En quoi un CSA monocolore pose-t-il problème ? Sur les problèmes principaux, l’instance ne peut dégager des majorités autres que celles du pouvoir. Je suis certain que la majorité des conseillers du CSA pense que la nomination des présidents de France Télévisions et de Radio France par l’exécutif est une connerie, mais, dans son avis, le CSA dit qu’il n’a pas à se prononcer sur la question. Si les nominations au CSA ne sont pas pluralistes alors le CSA ne peut pas être pluraliste dans ses décisions. Quand j’étais conseiller, il y a eu des disputes homériques dont personne n’a rien su, sur l’histoire de papy Voise (1) ou le portrait de Cécilia Sarkozy diffusé sur France 2, mais le CSA, de par sa composition, ne pouvait que dire que tout allait bien.

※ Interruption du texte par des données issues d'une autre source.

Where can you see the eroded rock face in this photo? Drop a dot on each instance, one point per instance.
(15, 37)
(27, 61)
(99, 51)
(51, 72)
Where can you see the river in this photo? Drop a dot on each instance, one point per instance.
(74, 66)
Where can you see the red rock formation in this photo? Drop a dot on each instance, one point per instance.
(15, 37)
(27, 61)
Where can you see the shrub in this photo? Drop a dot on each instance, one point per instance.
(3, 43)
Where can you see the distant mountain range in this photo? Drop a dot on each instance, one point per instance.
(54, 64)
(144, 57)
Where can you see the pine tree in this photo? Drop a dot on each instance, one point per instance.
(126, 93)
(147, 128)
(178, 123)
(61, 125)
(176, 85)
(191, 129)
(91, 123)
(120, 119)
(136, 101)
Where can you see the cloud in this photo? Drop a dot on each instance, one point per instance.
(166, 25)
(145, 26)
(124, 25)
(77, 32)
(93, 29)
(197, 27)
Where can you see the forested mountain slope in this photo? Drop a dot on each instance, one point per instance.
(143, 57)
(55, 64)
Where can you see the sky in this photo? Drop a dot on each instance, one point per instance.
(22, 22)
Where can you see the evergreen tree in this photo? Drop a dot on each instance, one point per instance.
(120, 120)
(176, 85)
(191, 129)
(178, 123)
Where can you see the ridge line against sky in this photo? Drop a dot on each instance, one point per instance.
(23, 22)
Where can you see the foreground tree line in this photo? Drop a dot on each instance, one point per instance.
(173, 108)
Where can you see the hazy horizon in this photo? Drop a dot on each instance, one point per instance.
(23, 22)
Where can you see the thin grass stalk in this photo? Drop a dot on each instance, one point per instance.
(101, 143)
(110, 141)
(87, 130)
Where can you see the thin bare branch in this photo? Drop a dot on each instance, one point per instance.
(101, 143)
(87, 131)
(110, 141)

Faut-il réformer le mode de nomination au CSA ? Oui, en donnant le même nombre de nominations à l’opposition et à la majorité.

Le CSA a-t-il abandonné certaines de ses missions, le pluralisme par exemple, avec le temps de parole du Président que n’est pas décompté ? Non, le CSA n’a pas abandonné sa mission de pluralisme puisqu’il demande même aux radios de l’appliquer. Mais tout est faussé par cette histoire de temps de parole du Président qui est, à mes yeux, un pur scandale. Le CSA s’abrite derrière une décision du Conseil d’Etat de 2005 qui dit que le temps de parole du Président ne peut pas être aggloméré à celui des partis politiques, mais ce n’est jamais ce qui a été demandé ! De juillet 2007 à septembre 2008, sur les JT de TF1 on a plus de dix heures pour l’exécutif et moins de trois heures quarante pour l’opposition, sur France 2, on se contente de passer du simple au double. Ce sont des règles totalement injustes !

(1) Dont le visage tuméfié avait fait le tour des JT à la veille du premier tour de l’élection présidentielle de 2002.